Business common sense will dictate a pharmaceutical company to pull out its product from the market – if not leave the domestic market completely – rather than sell at a price where it cannot recover its costs. When this happens, patients are made worse off – there are fewer available drugs in the market and consumer choice is reduced. 

Price capping creates a trade barrier in encouraging investments in pharmaceutical research and development. In this time of pandemic when the pharmaceutical industry is on a race to find a vaccine for COVID-19, innovation must be encouraged and not penalized...."
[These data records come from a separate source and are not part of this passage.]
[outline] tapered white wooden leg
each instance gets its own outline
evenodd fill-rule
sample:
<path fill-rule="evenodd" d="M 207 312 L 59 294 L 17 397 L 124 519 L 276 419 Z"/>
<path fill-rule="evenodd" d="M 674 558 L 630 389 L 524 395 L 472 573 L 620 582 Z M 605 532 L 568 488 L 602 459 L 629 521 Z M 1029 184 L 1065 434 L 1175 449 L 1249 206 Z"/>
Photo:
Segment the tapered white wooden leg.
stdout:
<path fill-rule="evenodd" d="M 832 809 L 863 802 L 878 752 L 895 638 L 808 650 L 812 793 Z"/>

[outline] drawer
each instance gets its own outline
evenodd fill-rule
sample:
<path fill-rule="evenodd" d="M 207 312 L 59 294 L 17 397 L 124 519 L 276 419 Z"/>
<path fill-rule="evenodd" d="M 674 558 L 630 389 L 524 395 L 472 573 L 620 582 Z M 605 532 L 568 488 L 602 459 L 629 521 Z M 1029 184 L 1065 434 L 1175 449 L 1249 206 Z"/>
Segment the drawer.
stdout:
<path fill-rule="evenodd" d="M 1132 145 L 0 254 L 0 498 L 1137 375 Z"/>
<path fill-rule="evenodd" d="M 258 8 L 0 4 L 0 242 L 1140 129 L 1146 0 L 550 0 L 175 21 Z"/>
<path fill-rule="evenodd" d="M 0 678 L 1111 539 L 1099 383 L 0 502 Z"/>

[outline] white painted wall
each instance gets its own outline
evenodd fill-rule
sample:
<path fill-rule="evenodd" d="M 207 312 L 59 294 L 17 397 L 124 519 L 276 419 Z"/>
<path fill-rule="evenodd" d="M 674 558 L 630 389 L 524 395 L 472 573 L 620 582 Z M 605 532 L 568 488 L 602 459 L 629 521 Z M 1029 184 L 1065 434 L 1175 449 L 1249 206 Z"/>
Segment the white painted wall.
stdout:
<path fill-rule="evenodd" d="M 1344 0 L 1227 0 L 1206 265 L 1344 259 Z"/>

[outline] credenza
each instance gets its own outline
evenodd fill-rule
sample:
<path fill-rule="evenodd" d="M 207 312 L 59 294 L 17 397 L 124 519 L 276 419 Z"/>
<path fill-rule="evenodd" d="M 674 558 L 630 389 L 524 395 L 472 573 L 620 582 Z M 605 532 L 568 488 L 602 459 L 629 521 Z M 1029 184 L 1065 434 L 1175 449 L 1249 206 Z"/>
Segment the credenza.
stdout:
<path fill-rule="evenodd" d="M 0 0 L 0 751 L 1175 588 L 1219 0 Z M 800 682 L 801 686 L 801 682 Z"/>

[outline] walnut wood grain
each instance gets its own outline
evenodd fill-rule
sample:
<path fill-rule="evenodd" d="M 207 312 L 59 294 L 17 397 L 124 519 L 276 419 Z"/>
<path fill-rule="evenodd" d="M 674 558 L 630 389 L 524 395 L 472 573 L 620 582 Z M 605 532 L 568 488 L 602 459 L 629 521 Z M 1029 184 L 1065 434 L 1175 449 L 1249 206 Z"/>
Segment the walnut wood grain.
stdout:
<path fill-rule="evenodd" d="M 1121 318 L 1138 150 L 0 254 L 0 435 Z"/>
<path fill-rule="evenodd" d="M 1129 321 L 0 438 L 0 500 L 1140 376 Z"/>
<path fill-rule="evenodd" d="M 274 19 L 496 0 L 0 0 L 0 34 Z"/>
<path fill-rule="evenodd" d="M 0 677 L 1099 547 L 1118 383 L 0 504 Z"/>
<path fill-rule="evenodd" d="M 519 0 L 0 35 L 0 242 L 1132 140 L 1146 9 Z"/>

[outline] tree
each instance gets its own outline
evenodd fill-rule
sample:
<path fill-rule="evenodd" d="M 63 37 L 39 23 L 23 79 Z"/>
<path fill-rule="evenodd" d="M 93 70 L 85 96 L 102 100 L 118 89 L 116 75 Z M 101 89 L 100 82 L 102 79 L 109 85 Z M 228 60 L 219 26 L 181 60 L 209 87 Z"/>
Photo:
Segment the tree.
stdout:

FEF is headed by distinguished Fellows like former Prime Minister Cesar Virata, former NEDA Secretaries Gerry Sicat and Felipe Medalla, former DOF Secretaries Roberto de Ocampo and Gary Teves (my former boss in Congress in the 90s then in his private consultancy firm Think Tank, Inc. 1999-2001), other known academic economists and business leaders, 

Meanwhile, the US government made an early purchase order of 100 million doses of an anti-Covid vaccine being developed fast by Pfizer (US) and BioNTech (Germany), when their candidate vaccines hurdle all regulatory clinical trials, https://www.cnbc.com/2020/07/22/us-government-taps-pfizer-to-produce-millions-of-doses-of-coronavirus-vaccine.html.

The promising candidate vaccines are expected to be commercially available in late 2020 or early 2021.

Big question -- when these new vaccines become available in rich countries and emerging economies, will they be also available in the Philippines?

I think Yes, but perhaps after a year of delay when these have been launched in more mature markets which have no drug price dictatorship policies. This scenario is not imaginary and fictional but based on actual experiences where  many newly-invented and more disease-killing medicines were available in the developed world but are either not available in the Philippines, or made available only after more than two years (see Table 2), 
https://www.bworldonline.com/drug-pricing-in-asia-and-who-assembly/.

If this happens, desperate patients in the PH will have to buy the vaccines from the US, Europe, Japan, Singapore, S Korea, etc. And the people who clapped Sec. Duque's drug price control policies part 1 (2009) and part 2 (2020) will also clap at this scenario? That we will see soon.